Gubernator Bank of Canada Tiff Macklem twierdzi, że inflacja może trwać dłużej niż oczekiwano.

Według najnowszych danych Statistics Canada, stopa inflacji w Kanadzie wynosi obecnie 4,4 proc., w porównaniu z 4,1 proc. w sierpniu. Bank centralny spodziewa się, że do końca tego roku inflacja zbliży się do 5 proc., co pozostaje powyżej celu mandatowego 2 proc.
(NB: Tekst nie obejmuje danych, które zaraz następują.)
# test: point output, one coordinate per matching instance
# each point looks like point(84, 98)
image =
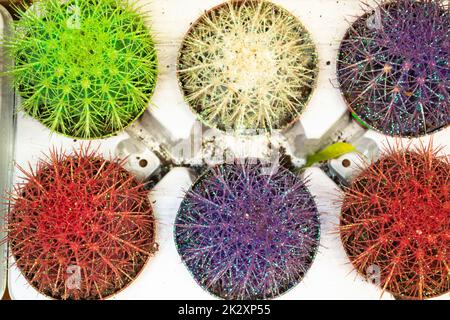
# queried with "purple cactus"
point(246, 234)
point(393, 67)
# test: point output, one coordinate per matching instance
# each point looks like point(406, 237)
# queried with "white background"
point(165, 277)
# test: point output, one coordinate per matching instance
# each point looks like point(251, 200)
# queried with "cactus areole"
point(247, 66)
point(395, 223)
point(247, 232)
point(393, 67)
point(80, 226)
point(85, 69)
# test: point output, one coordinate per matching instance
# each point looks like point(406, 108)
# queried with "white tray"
point(165, 277)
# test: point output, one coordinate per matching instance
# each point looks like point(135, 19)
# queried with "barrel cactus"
point(85, 69)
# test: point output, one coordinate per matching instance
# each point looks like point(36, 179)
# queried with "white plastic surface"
point(165, 277)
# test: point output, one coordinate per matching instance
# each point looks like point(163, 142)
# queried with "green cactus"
point(248, 65)
point(85, 69)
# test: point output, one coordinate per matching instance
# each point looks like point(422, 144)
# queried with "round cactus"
point(85, 69)
point(393, 67)
point(80, 227)
point(247, 65)
point(245, 233)
point(395, 223)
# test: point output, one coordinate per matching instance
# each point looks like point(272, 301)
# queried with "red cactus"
point(81, 227)
point(396, 218)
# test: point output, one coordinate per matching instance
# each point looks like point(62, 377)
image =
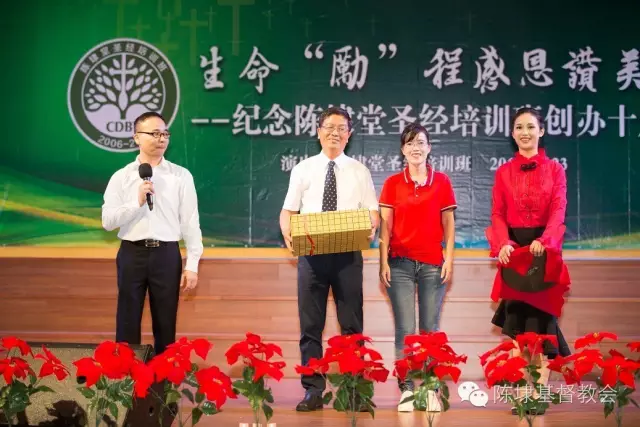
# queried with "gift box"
point(330, 232)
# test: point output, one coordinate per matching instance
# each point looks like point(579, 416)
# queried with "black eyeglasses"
point(158, 134)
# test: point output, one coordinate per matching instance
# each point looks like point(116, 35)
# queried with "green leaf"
point(365, 388)
point(102, 383)
point(340, 403)
point(268, 396)
point(420, 398)
point(268, 411)
point(127, 402)
point(127, 385)
point(42, 388)
point(241, 385)
point(335, 379)
point(114, 410)
point(196, 414)
point(188, 394)
point(209, 408)
point(87, 392)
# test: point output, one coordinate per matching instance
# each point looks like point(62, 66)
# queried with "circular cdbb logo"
point(114, 83)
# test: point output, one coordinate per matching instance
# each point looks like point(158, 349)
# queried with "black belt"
point(151, 243)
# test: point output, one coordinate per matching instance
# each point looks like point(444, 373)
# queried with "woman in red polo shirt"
point(416, 207)
point(528, 210)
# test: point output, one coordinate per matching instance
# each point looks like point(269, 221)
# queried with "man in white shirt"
point(328, 181)
point(149, 255)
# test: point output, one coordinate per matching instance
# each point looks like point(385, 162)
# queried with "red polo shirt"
point(417, 231)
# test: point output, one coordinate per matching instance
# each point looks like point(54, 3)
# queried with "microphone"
point(146, 173)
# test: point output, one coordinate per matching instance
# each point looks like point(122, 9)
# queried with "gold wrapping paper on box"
point(330, 232)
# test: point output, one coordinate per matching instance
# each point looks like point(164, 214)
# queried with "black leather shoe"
point(311, 402)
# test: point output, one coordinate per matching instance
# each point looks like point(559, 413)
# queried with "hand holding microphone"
point(145, 191)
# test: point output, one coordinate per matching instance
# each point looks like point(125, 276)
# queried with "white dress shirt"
point(353, 180)
point(175, 208)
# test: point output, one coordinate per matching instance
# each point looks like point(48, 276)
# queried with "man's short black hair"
point(144, 116)
point(335, 111)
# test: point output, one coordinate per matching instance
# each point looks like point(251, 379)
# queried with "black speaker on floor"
point(69, 408)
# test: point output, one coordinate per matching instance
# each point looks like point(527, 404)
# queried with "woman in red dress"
point(527, 218)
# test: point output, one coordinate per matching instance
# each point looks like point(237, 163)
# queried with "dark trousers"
point(157, 269)
point(316, 274)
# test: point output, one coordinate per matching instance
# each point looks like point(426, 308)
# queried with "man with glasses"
point(329, 181)
point(149, 255)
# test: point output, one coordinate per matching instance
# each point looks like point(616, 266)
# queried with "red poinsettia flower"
point(404, 366)
point(634, 346)
point(562, 365)
point(215, 385)
point(9, 343)
point(534, 342)
point(504, 368)
point(183, 346)
point(502, 347)
point(14, 367)
point(142, 376)
point(51, 365)
point(594, 338)
point(618, 368)
point(585, 360)
point(116, 359)
point(170, 367)
point(90, 369)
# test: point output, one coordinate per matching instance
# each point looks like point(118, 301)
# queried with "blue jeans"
point(406, 276)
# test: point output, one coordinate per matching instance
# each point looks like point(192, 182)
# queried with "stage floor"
point(288, 392)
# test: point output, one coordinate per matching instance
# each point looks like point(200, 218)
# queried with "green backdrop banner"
point(242, 83)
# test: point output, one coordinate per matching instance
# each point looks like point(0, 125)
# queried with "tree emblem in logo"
point(113, 84)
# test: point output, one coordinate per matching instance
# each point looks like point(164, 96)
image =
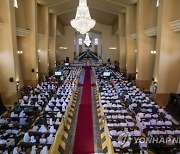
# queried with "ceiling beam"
point(110, 1)
point(59, 3)
point(64, 7)
point(101, 5)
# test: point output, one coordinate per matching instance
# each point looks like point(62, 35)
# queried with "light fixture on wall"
point(63, 48)
point(153, 52)
point(157, 3)
point(19, 52)
point(87, 40)
point(15, 4)
point(112, 48)
point(83, 22)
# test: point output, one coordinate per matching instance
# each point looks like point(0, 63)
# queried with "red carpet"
point(84, 141)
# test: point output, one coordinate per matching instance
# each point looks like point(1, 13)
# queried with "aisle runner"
point(84, 142)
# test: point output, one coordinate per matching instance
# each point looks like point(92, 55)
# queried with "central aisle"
point(84, 142)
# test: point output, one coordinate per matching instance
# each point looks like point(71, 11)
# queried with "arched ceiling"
point(103, 11)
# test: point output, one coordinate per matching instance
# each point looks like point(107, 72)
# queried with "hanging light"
point(157, 3)
point(15, 4)
point(83, 22)
point(87, 40)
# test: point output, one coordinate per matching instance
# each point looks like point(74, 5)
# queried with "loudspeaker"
point(11, 79)
point(2, 107)
point(173, 106)
point(67, 59)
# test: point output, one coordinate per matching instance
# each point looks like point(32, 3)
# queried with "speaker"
point(11, 79)
point(173, 106)
point(2, 107)
point(109, 60)
point(67, 59)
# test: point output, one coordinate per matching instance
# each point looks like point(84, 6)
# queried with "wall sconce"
point(157, 3)
point(112, 48)
point(15, 4)
point(19, 52)
point(63, 48)
point(153, 52)
point(11, 79)
point(18, 86)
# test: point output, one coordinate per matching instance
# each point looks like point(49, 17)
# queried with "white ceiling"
point(103, 11)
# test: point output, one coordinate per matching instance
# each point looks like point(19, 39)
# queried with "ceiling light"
point(87, 40)
point(19, 52)
point(83, 22)
point(15, 4)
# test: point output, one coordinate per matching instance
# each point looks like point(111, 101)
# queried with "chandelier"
point(87, 40)
point(83, 22)
point(15, 4)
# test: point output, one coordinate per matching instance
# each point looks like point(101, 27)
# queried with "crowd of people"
point(31, 125)
point(132, 113)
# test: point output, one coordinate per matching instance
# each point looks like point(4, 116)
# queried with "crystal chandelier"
point(15, 4)
point(83, 22)
point(87, 40)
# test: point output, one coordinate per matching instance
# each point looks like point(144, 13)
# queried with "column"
point(43, 43)
point(122, 47)
point(52, 42)
point(167, 72)
point(9, 65)
point(28, 44)
point(130, 23)
point(146, 19)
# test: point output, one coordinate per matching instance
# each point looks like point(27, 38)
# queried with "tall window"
point(96, 41)
point(80, 41)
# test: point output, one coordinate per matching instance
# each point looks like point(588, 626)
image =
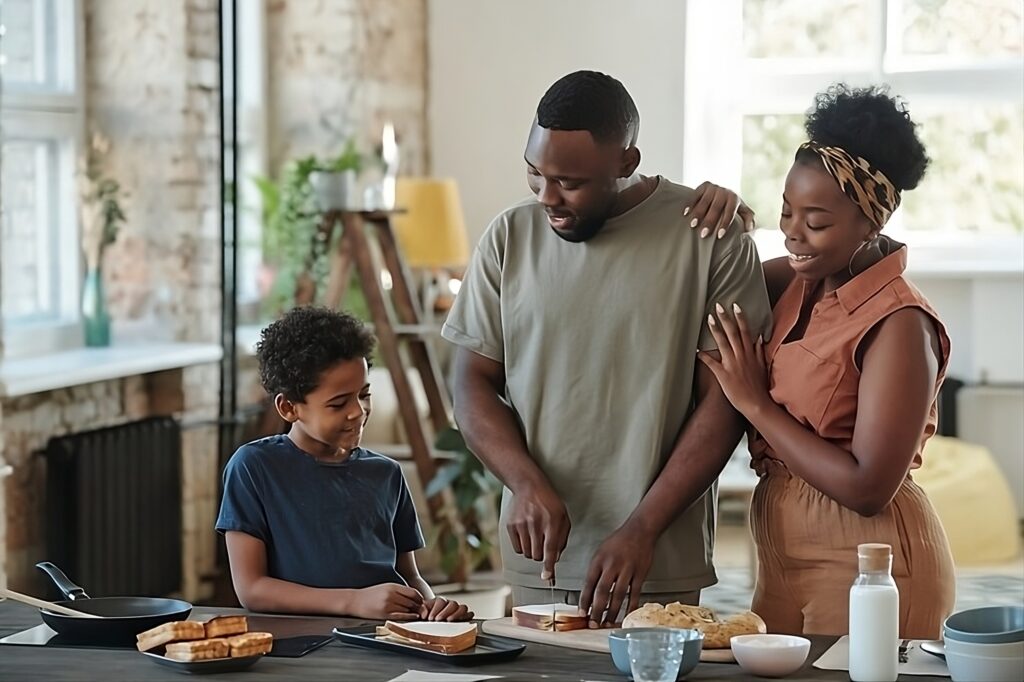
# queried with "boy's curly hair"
point(296, 349)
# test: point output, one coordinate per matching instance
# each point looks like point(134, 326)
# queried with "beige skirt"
point(807, 552)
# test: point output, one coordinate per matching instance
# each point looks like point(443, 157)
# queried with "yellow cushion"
point(973, 500)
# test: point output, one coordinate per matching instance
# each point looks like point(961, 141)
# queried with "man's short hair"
point(592, 101)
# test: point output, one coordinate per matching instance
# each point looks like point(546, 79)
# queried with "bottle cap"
point(875, 556)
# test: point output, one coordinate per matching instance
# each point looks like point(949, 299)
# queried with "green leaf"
point(442, 479)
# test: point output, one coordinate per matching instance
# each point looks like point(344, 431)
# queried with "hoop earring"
point(856, 251)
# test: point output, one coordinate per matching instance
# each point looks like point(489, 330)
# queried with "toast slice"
point(442, 637)
point(250, 644)
point(224, 626)
point(539, 616)
point(203, 649)
point(177, 631)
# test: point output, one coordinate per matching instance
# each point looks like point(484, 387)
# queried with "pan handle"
point(64, 583)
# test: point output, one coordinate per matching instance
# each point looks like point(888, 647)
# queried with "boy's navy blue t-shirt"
point(325, 525)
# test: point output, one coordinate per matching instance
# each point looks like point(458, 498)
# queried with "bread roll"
point(717, 632)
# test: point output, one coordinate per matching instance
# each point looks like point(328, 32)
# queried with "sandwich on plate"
point(554, 617)
point(440, 637)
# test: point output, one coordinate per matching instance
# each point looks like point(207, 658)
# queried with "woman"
point(842, 398)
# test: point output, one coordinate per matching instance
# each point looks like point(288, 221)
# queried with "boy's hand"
point(389, 601)
point(440, 608)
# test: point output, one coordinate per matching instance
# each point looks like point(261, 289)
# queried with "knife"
point(551, 586)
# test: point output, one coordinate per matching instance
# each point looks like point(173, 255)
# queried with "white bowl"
point(1005, 650)
point(770, 655)
point(964, 668)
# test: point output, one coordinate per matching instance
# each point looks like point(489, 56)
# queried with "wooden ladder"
point(396, 323)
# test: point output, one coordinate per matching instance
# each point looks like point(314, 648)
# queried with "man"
point(577, 379)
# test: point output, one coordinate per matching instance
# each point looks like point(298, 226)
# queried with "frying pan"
point(123, 617)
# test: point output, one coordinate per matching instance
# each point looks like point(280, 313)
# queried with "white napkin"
point(918, 662)
point(423, 676)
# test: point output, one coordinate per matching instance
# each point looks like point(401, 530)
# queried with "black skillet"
point(123, 617)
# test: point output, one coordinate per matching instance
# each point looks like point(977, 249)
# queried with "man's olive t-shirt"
point(599, 344)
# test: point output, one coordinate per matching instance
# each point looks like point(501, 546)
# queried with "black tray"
point(205, 667)
point(488, 649)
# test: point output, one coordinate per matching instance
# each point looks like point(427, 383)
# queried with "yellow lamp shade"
point(432, 231)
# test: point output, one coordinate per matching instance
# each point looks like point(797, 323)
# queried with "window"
point(43, 121)
point(248, 72)
point(753, 68)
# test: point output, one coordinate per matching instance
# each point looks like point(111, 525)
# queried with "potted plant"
point(294, 251)
point(334, 182)
point(467, 534)
point(99, 208)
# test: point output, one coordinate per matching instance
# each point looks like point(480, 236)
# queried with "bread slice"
point(442, 637)
point(203, 649)
point(177, 631)
point(250, 644)
point(539, 616)
point(223, 626)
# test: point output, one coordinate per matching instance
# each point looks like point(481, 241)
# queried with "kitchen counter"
point(334, 662)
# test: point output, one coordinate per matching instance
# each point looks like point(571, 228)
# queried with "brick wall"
point(337, 68)
point(152, 77)
point(342, 69)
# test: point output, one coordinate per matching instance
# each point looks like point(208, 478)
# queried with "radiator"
point(114, 508)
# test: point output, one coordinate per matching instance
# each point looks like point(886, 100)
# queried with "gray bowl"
point(620, 647)
point(989, 625)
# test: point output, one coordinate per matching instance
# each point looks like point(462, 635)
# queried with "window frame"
point(717, 101)
point(53, 113)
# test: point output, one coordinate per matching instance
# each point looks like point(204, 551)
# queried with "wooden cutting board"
point(586, 640)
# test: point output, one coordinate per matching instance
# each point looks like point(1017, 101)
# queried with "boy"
point(314, 523)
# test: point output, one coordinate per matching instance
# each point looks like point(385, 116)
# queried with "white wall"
point(491, 61)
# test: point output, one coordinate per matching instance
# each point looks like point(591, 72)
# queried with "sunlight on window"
point(964, 28)
point(24, 170)
point(976, 179)
point(769, 144)
point(790, 29)
point(23, 61)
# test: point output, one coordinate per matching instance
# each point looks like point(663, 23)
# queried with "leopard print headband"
point(865, 185)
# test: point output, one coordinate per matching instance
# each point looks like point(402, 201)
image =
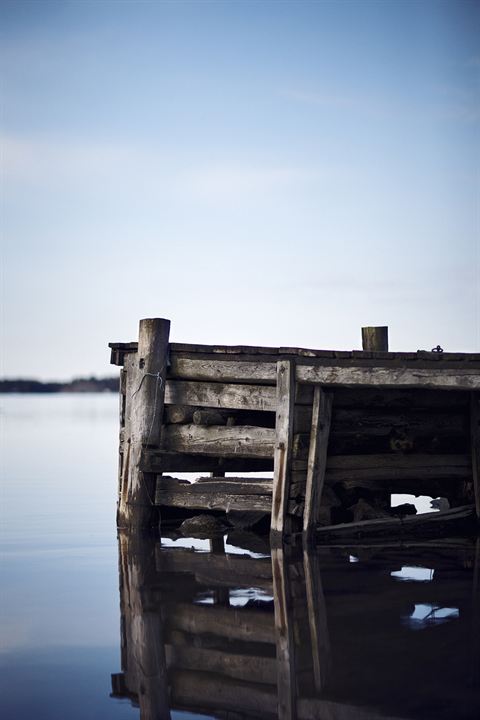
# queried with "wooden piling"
point(283, 443)
point(145, 388)
point(317, 458)
point(475, 441)
point(375, 338)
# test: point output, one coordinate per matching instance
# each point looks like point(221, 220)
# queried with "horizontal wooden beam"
point(215, 494)
point(395, 376)
point(228, 622)
point(249, 668)
point(213, 499)
point(221, 395)
point(399, 466)
point(435, 523)
point(391, 377)
point(154, 461)
point(225, 570)
point(243, 441)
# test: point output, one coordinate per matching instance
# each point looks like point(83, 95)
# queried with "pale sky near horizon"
point(271, 173)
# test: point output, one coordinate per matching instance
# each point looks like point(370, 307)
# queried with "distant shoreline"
point(77, 385)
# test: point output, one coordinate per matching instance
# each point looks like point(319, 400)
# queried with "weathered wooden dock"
point(320, 637)
point(326, 428)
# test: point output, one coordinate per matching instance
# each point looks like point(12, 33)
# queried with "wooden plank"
point(283, 443)
point(229, 570)
point(393, 377)
point(234, 623)
point(475, 441)
point(221, 395)
point(249, 668)
point(461, 519)
point(216, 494)
point(158, 462)
point(317, 457)
point(229, 485)
point(221, 370)
point(238, 441)
point(204, 692)
point(397, 466)
point(213, 501)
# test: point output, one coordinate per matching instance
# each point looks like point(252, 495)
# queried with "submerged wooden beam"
point(283, 443)
point(317, 458)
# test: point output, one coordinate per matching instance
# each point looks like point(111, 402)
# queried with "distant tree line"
point(90, 384)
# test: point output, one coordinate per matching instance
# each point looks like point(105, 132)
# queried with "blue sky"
point(258, 172)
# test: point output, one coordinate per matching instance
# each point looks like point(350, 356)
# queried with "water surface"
point(201, 629)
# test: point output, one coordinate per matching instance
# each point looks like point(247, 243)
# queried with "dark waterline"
point(364, 633)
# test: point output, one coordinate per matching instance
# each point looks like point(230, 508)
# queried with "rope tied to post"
point(158, 386)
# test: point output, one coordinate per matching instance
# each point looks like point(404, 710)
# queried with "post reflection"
point(344, 633)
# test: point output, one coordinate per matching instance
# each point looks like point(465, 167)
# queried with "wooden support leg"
point(317, 458)
point(283, 444)
point(145, 388)
point(317, 620)
point(143, 650)
point(475, 440)
point(285, 637)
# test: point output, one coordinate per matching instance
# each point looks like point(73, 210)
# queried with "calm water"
point(343, 633)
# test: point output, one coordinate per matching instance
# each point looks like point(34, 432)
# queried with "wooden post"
point(284, 637)
point(283, 443)
point(317, 458)
point(143, 649)
point(317, 620)
point(375, 338)
point(145, 388)
point(475, 442)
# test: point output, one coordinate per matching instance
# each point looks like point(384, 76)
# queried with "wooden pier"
point(300, 635)
point(327, 428)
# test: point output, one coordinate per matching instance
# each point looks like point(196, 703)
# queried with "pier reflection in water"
point(334, 633)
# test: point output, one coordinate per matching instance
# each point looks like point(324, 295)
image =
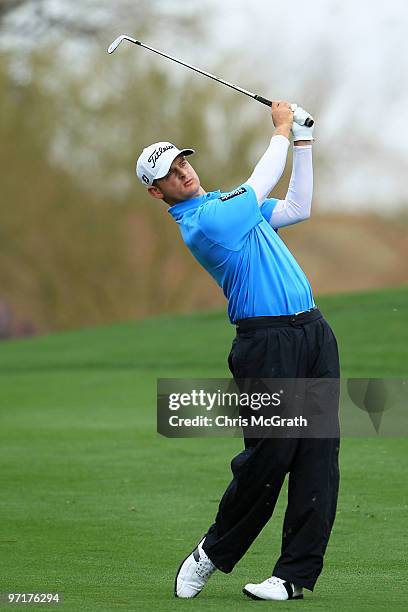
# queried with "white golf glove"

Inflacja znajduje odzwierciedlenie w niektórych dobrach konsumpcyjnych, takich jak mięso, produkty mleczne, benzyna i samochody.

PONIŻEJ KONTYNUACJA TEKSTU

„Chcę zapewnić Kanadyjczyków, że utrzymamy inflację pod kontrolą” – powiedział Macklem.

Stopa procentowa  pozostała na poziomie 0,25 procent, aby obniżyć koszty krótkoterminowych pożyczek dla przedsiębiorstw i gospodarstw domowych oraz pobudzić ożywienie gospodarcze.

W 2020 r. Bank Kanady nie prognozował podwyżek stóp procentowych do 2023 r. W związku z nowymi obawami o inflację znacznie przekraczającą pierwotne szacunki inflacyjne, Macklem przesunął ten termin do 2022 r.

Inflacja wpływa również na rynek mieszkaniowy, gdzie ceny domów wzrosły o 14,4 proc. w stosunku do ubiegłego roku.

Jednak wraz z coraz bardziej cyfrową gospodarką Bank of Canada bada potencjalny rozwój waluty cyfrowej.